時妙看了一眼周或身邊打扮精緻的女人,道:「我們就不打擾你約會了。」
周或被她打趣,臉上的笑容更大,跟老闆娘聊天就是比跟老闆聊天舒服。他指着身邊的女人說:「林夏。」
「你好,時妙。」時妙做了自我介紹。
「你們剛來先休息,我們就不打擾了。」
周或見到自家老闆臉上帶了不耐,馬上告辭。時妙又推了一把陸青書,「趕快回你房間。」
陸青書無奈,只好打開自己的房間門進去。時妙是真的累了,躺在床上沒一會兒就睡着了,直到手機鈴聲響起來她才醒。迷迷糊糊的接了電話,陸青書的聲音就傳了過來:「起來吃飯,吃過飯再睡.」
時妙迷迷糊糊的答:「知道了。」
「我在門口,給我開門。」
時妙掛了電話起床去開門,那睡眼朦朧的模樣讓陸青書愛的不行,他推門進去就把人抱在懷裏,輕聲道:「趕快去洗洗,我們出去吃飯。」說着還在她臉上親了兩口。
時妙被他擁着到衛生間,簡單梳洗後換了衣服兩人就牽着手出去吃飯。這家酒店一樓是餐廳,兩人進去找了個位置坐下,點了當地的特色菜。

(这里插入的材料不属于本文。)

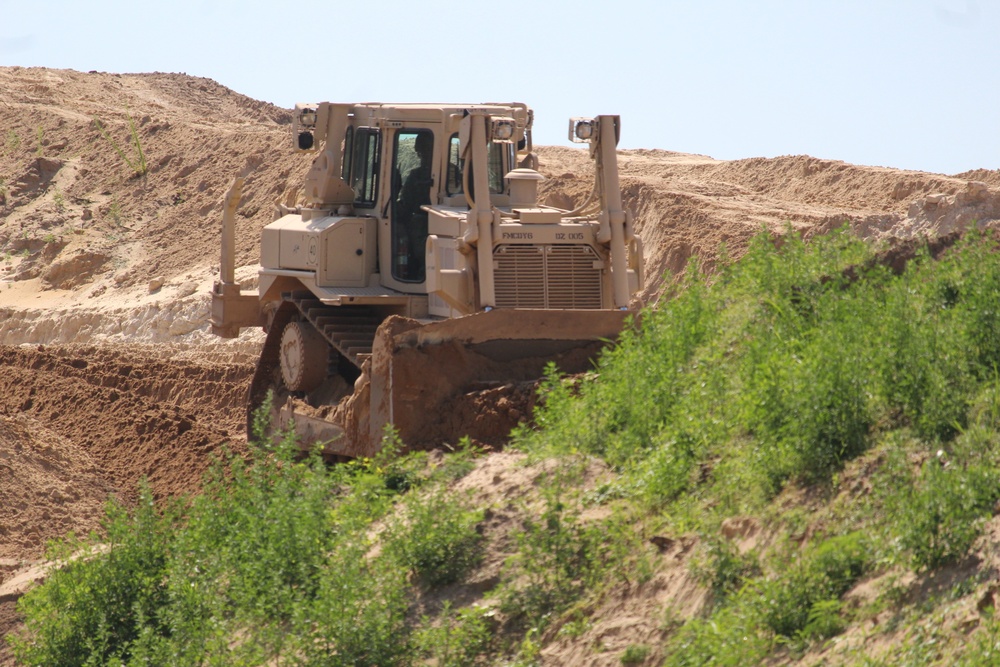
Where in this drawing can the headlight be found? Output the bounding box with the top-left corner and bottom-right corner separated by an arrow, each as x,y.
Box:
490,117 -> 516,143
569,118 -> 596,143
299,108 -> 317,128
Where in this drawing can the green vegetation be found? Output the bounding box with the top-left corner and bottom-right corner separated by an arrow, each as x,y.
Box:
106,197 -> 125,227
9,409 -> 613,666
12,227 -> 1000,665
516,228 -> 1000,662
4,129 -> 21,154
384,484 -> 484,587
93,109 -> 148,177
621,644 -> 652,664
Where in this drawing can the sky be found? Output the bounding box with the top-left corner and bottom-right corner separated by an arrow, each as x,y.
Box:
1,0 -> 997,175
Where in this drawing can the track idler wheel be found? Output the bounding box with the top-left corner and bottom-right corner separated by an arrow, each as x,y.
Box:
279,321 -> 329,392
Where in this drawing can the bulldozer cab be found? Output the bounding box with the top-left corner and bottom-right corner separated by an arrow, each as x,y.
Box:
301,105 -> 523,297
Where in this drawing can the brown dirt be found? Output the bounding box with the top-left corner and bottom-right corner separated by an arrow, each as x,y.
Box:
2,65 -> 1000,665
0,413 -> 110,561
0,345 -> 251,503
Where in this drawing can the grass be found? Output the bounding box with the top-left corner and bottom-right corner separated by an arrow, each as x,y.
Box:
93,109 -> 148,177
12,227 -> 1000,665
4,129 -> 20,154
106,197 -> 125,226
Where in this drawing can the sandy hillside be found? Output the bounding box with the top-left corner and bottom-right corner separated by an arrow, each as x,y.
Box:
2,66 -> 1000,665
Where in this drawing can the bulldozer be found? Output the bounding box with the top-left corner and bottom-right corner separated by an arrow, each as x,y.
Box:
210,102 -> 644,457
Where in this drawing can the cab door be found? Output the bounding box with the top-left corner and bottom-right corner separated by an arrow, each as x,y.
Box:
391,129 -> 435,284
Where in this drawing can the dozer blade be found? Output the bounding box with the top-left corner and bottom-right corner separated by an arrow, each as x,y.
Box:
355,309 -> 634,456
259,308 -> 633,458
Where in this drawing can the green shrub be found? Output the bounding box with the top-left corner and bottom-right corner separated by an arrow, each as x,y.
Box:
500,481 -> 607,632
294,541 -> 412,666
8,408 -> 422,665
693,535 -> 761,601
749,532 -> 868,639
415,603 -> 494,667
620,643 -> 652,664
384,485 -> 484,587
667,530 -> 870,662
895,455 -> 999,570
10,483 -> 175,667
664,605 -> 770,667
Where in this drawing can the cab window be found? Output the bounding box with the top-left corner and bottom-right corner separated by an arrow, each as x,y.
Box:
341,126 -> 354,181
350,128 -> 379,208
446,134 -> 507,198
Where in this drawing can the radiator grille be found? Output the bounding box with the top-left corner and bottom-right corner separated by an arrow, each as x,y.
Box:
494,244 -> 603,309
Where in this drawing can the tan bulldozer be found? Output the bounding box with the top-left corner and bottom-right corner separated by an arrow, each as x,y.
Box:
210,102 -> 644,457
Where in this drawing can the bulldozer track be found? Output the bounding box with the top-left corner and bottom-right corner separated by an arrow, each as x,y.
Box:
284,291 -> 380,368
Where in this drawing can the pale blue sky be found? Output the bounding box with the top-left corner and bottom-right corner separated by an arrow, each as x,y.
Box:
1,0 -> 997,174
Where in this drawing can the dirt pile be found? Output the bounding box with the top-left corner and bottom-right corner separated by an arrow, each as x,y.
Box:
0,413 -> 110,561
0,67 -> 304,289
0,345 -> 251,504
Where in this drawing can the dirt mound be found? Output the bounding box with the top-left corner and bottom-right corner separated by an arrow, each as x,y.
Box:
0,67 -> 309,294
0,413 -> 111,561
0,345 -> 251,500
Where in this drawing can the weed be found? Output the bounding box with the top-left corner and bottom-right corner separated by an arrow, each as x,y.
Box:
8,402 -> 419,665
93,108 -> 148,177
52,188 -> 65,212
10,482 -> 176,667
664,604 -> 770,667
664,530 -> 870,665
41,233 -> 55,244
748,532 -> 869,639
957,615 -> 1000,665
500,466 -> 609,635
892,452 -> 1000,570
106,198 -> 124,226
294,541 -> 412,666
557,611 -> 592,638
4,129 -> 20,154
692,535 -> 761,601
620,643 -> 651,664
415,603 -> 493,667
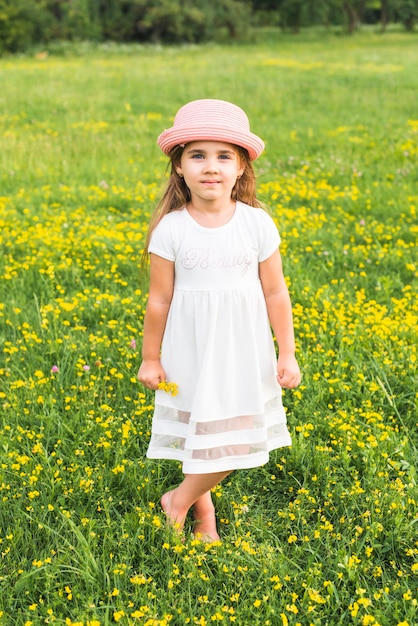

「周或什麼時候交的女朋友?」時妙忽然想起周或身邊那個女人,不由得八卦了起來。
「應該沒幾天。」
時妙喝了口水說:「他們看起來挺般配的。」
周或做為妙芯的ceo,雖然不是老闆但也有公司的股份,身家比一般小公司的老闆還要高。他長的雖不是特別英俊,但也不差,這樣有貌又有錢還很年輕的男人,妥妥的鑽石王老五,相親市場上很是搶手。
「應該是周敏介紹的。」
「那應該不錯了。」
.......
吃過飯,兩人又一起出去轉了轉,主要是消食,旅遊購物從明天開始。時妙之前睡了一覺,現在精神的很,兩人牽着手壓了很長時間馬路,結果回到酒店腳疼的不得了。
「米楠穿着高跟鞋逛一天街腳都不疼,我的鞋跟才這麼點兒怎麼就疼的不得了。」進了電梯時妙靠在陸青書身上說。
「她肯定也疼,不過不說而已。」陸青書也很奇怪有些女人穿那麼高的高跟鞋逛街。
時妙一聽他的話,嘴撅了起來,「你是說我嬌氣唄。」
「怎麼會,我是說她們自己找罪受。」
哼,求生欲還挺強。
電梯門開了,兩人出去,陸青書見走廊里沒人就說:「要不我抱你回房間?」
時妙也看了看四周,見確實沒人就攀着他的脖子躍到他身上,陸青書連忙雙手托住她的屁股,時妙抱着他的脖子咯咯笑。
「重不重?」她問。
「真當我是文弱書生了。」他可是天天鍛煉的。
時妙伸手摸了摸他的手臂,硬邦邦的肌肉很結實。再看他的臉,嗯,帥的不得了,她一個沒忍住低頭在他唇上親了一下。
陸青書笑,「這是獎勵。」
時妙:「這是被美色誘惑了。」
被她這麼勾引,陸青書能忍住才怪了,他把人抵在門上狠狠的親了兩下,「乖,把門打開。」
時妙拿出房卡開了門,陸青書抱着她走了進去.....
兩人不知道的是,這一幕被從電梯裏出來的周或和臨夏看了個正着,臨夏笑着道:「現在的年輕人真會玩兒。」
周或眉頭微皺,淡淡的說:「青梅竹馬的感情自然深厚。」
臨夏愣了一下,她沒想到那兩人是青梅竹馬,還真是讓人羨慕。但是,青梅竹馬又有幾個能走到最後的?
說話間兩人走到門口,周或停下腳步說:「明天看他們去那玩兒,同路的話就一起。」
臨夏又是一愣,「好。」
她真的好奇了,那兩位到底是什麼身份,讓周或這麼顧忌他們。
「晚安。」
「晚安。」
兩人開門進了各自的房間,周或想起陸青書和時妙的黏黏糊糊,不由的想到底是他們年齡大了沒了戀愛的激情,還是彼此不對胃口。
對面時妙的房間的大床上,陸青書壓在時妙身上,臉埋在她的頸窩重重的呼吸,這種滋味真不是一般的磨人。
時妙想起她媽跟她說的話,咬了咬唇輕聲說:「要不....你去買tt?」
「嗯....嗯?」
陸青書抬頭看她,就見她羞紅着小臉兒大眼睛沒有躲閃的看着他,他想到了前世的那一晚。那晚雖然他們醉酒,但意識都是清醒的,關鍵時刻他看着她問:「妙妙你願意嗎?」
她也是這樣沒有任何躲閃的看着他說:「我願意。」
後來他經常在想,若是當時她說不願意多好,她就不會吃那麼多苦,但若是她不願意他們也不會有時樂樂。
側過身把她抱在懷裏,他說:「妙妙,前世我經常想,我們那一晚是對還是錯。」
時妙伸手拍了拍他的背,對比起來,前世留給他的陰影更大一些吧。她吃了八年的苦,而他在悔恨中度過半生。